Natural fractures and their effectiveness in deep tight sandstone reservoirs of foreland thrust belts in the southern Junggar Basin, China

Abstract

Strong tectonic activities and diagenetic evolution encourage the development of natural fractures as typical features in deep tight sandstone reservoirs of foreland thrust belts. This study focused on the Jurassic in the southern Junggar Basin to comprehensively analyze the fracture characteristics and differential distribution and, ultimately, addressed the controlling mechanisms of tectonism and diagenesis on fracture effectiveness. Results revealed that the intensity of tectonic activities determines the complexity of tectonic fracture systems to create various fracture orientations when they have been stronger. The intense tectonic deformation would impact the stratum occurrence, which results in a wide range of fracture dip angles.
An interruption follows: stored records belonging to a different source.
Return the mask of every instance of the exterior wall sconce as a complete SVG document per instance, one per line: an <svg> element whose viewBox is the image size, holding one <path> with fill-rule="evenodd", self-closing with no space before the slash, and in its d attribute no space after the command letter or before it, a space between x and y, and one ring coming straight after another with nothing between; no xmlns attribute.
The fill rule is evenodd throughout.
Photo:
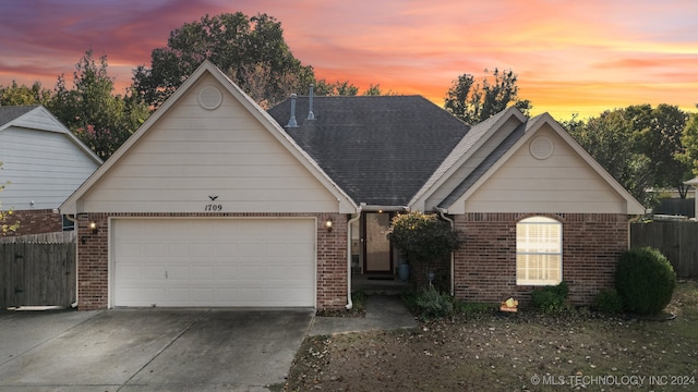
<svg viewBox="0 0 698 392"><path fill-rule="evenodd" d="M91 222L87 224L87 229L89 229L89 232L91 232L91 233L93 233L93 234L97 234L97 233L99 233L99 229L97 228L97 222L95 222L95 221L91 221ZM81 237L80 237L80 242L81 242L83 245L85 245L85 243L87 242L87 238L89 238L91 236L92 236L92 235L83 235L83 236L81 236Z"/></svg>

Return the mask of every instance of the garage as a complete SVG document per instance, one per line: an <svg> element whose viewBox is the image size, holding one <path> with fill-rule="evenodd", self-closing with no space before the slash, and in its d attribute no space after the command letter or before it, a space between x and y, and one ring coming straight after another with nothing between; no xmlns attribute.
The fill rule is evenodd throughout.
<svg viewBox="0 0 698 392"><path fill-rule="evenodd" d="M111 306L314 307L315 219L111 219Z"/></svg>

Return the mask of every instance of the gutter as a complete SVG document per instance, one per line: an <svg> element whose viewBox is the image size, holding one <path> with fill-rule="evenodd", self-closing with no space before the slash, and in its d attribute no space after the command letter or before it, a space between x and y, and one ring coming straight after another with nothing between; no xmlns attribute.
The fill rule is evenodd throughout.
<svg viewBox="0 0 698 392"><path fill-rule="evenodd" d="M435 207L435 208L436 208L436 211L438 211L438 215L442 217L442 219L450 223L450 230L455 230L456 224L454 223L454 220L446 217L446 213L448 213L448 210L445 208L438 208L438 207ZM455 258L456 257L454 255L454 252L452 252L450 253L450 296L454 296L454 293L456 291L456 283L455 283L456 259Z"/></svg>
<svg viewBox="0 0 698 392"><path fill-rule="evenodd" d="M345 308L351 310L351 224L361 219L361 206L357 209L357 216L347 222L347 305Z"/></svg>
<svg viewBox="0 0 698 392"><path fill-rule="evenodd" d="M362 203L359 206L359 212L361 211L409 211L410 208L407 206L381 206L381 205L366 205Z"/></svg>
<svg viewBox="0 0 698 392"><path fill-rule="evenodd" d="M58 213L60 213L61 211L58 210ZM77 231L80 230L80 228L77 226L77 218L75 216L71 217L70 215L64 215L65 219L68 219L69 221L75 223L75 234L77 234ZM75 240L77 240L77 235L75 235ZM72 307L73 309L75 309L77 307L77 295L80 295L80 280L77 279L77 241L75 241L75 302L70 304L70 307Z"/></svg>

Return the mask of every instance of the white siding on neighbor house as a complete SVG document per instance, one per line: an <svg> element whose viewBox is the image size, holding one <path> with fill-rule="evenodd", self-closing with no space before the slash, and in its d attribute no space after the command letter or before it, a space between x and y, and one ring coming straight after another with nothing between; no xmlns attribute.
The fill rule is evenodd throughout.
<svg viewBox="0 0 698 392"><path fill-rule="evenodd" d="M554 144L543 160L530 143ZM465 203L465 212L627 213L627 203L547 125L541 127Z"/></svg>
<svg viewBox="0 0 698 392"><path fill-rule="evenodd" d="M490 138L458 168L428 199L424 209L431 210L445 199L470 173L504 140L521 122L512 117Z"/></svg>
<svg viewBox="0 0 698 392"><path fill-rule="evenodd" d="M45 119L28 117L22 123L39 126ZM40 126L51 124L57 126L52 120ZM63 132L15 126L0 132L0 182L10 182L0 195L2 209L16 210L58 208L98 168Z"/></svg>
<svg viewBox="0 0 698 392"><path fill-rule="evenodd" d="M198 105L205 86L221 106ZM209 196L218 196L215 201ZM212 76L203 77L84 196L88 212L321 212L338 200Z"/></svg>

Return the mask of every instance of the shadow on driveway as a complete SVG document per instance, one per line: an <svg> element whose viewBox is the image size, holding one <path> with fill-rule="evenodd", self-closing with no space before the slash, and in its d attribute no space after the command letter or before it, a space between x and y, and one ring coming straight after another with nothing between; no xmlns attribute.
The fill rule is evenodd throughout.
<svg viewBox="0 0 698 392"><path fill-rule="evenodd" d="M0 391L264 391L313 309L0 314Z"/></svg>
Moreover, as the intensity of tectonic activities and deformations weakens, the scale and degree of tectonic fractures would decrease continuously. The control of tectonism on fracture effectiveness is reflected in the notable variations in the filling of multiple group fractures developed during different tectonic activity periods. Fractures formed in the early stages are more likely to be filled with minerals, causing their effectiveness to deteriorate significantly. Additionally, the strong cementation in the diagenetic evolution can cause more fractures to be filled with minerals and become barriers to fluid flow, which is detrimental to fracture effectiveness. However, dissolution is beneficial in improving their effectiveness by increasing fracture aperture and their connectivity to the pores. These insights can refine the development pattern of natural fractures and contribute to revealing the evolutionary mechanisms of fracture effectiveness in deep tight sandstone reservoirs of foreland thrust belts.